The ImageNet paper addresses the degradation problem by introducing a deep residual learning framework. Instead of hoping for layers to fit the desired mapping, it is explicitly set that these layers fit a residual mapping.
The paper hypothesized that it is easier to optimize the residual mapping than to optimize the initial, unreferenced mapping. To the extreme, if an identity mapping were optimal, it would be easier to push the residual to zero than to fit an identity mapping by a stack of nonlinear layers.
This is the basic idea behind Resnets.
A Residual block is the building block of a Resent. Let us took Residual blocks in contrast with contemporary plain networks.
Remember an earlier use of the term - main path. Well, in the residual block, a skip connection is introduced, as shown below.
Basically, a connection that enables us to add a[l] to the final activation function. This helps us to take a[l] much deeper into the neural network.
When neural networks are composed of the above said Residual blocks instead of the contemporary network, the below results were observed.
We notice that the errors don't go back up or get saturated.
You can find the original paper here
This is my understanding of Resnets. Will improve the blog when I get a better understanding.

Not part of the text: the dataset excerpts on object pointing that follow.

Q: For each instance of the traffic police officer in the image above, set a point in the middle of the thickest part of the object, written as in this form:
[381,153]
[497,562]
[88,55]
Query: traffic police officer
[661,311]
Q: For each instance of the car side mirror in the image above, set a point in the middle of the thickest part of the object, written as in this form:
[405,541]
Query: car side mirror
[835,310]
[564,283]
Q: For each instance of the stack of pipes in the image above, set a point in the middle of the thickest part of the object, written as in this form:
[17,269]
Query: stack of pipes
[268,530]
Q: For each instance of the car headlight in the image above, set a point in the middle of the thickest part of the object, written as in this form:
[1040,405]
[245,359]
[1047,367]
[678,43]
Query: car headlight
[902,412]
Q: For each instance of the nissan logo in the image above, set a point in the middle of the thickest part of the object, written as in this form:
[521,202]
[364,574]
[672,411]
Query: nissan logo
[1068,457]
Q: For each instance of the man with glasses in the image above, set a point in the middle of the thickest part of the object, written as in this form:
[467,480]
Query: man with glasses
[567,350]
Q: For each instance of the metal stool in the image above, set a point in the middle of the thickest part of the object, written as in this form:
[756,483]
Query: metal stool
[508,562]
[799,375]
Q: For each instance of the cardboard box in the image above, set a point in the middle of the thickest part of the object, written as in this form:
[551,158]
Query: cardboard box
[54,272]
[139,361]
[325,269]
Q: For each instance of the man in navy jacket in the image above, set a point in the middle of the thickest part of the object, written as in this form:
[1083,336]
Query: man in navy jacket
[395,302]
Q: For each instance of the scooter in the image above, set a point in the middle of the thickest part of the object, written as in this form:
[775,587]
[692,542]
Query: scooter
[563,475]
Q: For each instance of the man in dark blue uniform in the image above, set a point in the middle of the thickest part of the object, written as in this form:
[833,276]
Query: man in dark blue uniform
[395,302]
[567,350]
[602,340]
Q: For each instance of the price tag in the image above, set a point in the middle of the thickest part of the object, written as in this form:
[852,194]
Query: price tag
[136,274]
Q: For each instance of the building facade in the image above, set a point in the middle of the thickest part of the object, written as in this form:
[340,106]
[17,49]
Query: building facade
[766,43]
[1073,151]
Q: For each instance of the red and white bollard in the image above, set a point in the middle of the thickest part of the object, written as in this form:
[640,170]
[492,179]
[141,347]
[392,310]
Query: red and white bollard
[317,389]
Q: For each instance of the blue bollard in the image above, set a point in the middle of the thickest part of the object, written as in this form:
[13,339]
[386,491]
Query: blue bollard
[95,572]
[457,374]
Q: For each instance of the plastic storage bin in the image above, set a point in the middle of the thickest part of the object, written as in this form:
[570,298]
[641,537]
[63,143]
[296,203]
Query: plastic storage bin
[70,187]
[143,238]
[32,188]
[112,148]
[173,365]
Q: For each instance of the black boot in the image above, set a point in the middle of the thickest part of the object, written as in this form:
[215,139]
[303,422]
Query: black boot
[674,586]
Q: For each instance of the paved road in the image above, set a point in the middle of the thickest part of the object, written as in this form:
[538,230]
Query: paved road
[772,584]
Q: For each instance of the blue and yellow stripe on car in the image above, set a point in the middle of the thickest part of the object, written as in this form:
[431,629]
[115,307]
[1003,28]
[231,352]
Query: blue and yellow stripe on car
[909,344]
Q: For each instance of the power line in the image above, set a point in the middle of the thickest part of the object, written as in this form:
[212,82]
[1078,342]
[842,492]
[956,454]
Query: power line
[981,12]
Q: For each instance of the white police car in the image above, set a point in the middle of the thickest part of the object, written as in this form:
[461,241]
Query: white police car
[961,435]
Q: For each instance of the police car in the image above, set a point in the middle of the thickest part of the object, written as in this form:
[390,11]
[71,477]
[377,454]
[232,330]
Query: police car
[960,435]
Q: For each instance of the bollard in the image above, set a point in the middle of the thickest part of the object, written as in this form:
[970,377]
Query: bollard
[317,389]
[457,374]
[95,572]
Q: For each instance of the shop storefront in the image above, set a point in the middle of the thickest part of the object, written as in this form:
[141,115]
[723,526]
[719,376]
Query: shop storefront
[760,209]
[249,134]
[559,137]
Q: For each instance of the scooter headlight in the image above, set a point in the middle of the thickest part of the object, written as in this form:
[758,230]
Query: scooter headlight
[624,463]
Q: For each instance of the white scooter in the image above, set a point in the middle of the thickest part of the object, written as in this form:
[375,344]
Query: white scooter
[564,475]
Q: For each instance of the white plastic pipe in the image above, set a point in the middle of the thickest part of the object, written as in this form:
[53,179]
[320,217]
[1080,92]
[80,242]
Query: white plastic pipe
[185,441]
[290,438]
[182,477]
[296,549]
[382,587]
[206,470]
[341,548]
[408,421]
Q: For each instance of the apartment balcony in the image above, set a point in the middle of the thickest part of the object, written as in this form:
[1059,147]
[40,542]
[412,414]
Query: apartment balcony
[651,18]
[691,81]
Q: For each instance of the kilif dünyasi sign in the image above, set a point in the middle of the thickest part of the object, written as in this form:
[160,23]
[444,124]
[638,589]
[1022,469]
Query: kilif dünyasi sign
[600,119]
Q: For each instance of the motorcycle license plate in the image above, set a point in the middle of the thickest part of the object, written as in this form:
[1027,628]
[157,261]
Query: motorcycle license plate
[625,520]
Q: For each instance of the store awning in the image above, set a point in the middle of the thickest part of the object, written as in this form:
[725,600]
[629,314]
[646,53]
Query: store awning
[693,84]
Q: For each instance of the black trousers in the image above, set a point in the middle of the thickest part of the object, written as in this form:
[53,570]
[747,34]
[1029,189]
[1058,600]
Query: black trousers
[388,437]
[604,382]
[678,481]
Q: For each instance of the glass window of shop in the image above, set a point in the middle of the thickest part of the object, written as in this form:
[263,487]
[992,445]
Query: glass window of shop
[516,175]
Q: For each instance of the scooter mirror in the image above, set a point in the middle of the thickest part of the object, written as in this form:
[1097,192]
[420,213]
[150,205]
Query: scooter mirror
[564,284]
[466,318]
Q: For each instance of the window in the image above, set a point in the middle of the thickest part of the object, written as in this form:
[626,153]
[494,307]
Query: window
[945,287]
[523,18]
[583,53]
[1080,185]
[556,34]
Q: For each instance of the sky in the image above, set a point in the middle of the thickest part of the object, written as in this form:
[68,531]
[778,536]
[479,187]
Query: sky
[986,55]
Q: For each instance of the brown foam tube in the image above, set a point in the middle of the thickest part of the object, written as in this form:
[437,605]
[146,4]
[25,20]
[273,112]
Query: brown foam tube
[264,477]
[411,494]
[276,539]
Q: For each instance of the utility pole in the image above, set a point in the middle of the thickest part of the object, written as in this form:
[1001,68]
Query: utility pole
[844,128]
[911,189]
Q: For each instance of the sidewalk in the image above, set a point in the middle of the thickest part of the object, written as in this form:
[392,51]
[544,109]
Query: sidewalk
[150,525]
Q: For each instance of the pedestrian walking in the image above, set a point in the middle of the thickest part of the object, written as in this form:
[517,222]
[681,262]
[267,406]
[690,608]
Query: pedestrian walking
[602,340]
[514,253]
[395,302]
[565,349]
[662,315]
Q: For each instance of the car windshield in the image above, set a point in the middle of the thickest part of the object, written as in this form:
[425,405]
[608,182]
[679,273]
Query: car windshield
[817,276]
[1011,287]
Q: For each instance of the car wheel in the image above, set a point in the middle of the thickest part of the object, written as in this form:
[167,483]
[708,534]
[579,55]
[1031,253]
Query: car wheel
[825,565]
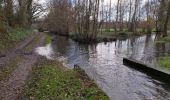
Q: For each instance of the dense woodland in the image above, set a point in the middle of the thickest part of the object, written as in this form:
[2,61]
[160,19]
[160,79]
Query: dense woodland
[87,18]
[18,13]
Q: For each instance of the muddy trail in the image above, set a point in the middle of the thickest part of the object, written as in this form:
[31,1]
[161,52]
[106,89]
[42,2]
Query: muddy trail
[12,86]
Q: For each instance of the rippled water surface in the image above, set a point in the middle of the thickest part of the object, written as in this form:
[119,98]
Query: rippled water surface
[104,63]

You can find an application of the same in my blog on Airbnb Listing Room Images Classification.
Authors of the Paper:
Alumni of Tsinghua University, Kaiming HE served as Lead Researcher at Microsoft Research Asia before joining as Research Scientist at Facebook AI Research in 2016.
After earning his doctorate from Xi'an Jiaotong University, Dr. Xiangyu Zhang joined MEGVII Technology where he now serves as Research Lead & Senior Researcher
Shaoqing Ren earned his doctorate from the University of Science and Technology of China. This was a Joint PhD when worked as Research Intern with Microsoft. He later went on to build a startup of his own - Momenta. He now works with NIO as VP, Autonomous Driving Algorithm.
Jian Sun received a B.S., M.S., and a Ph.D. degree from Xian Jiaotong University in 1997, 2000, and 2003, respectively. Immediately following, he joined Microsoft Research Asia and has been working in the fields of computer vision and computer graphics. After over 14 years with Microsoft, he is now working as Chief Scientist / Managing Director of Megvii Research.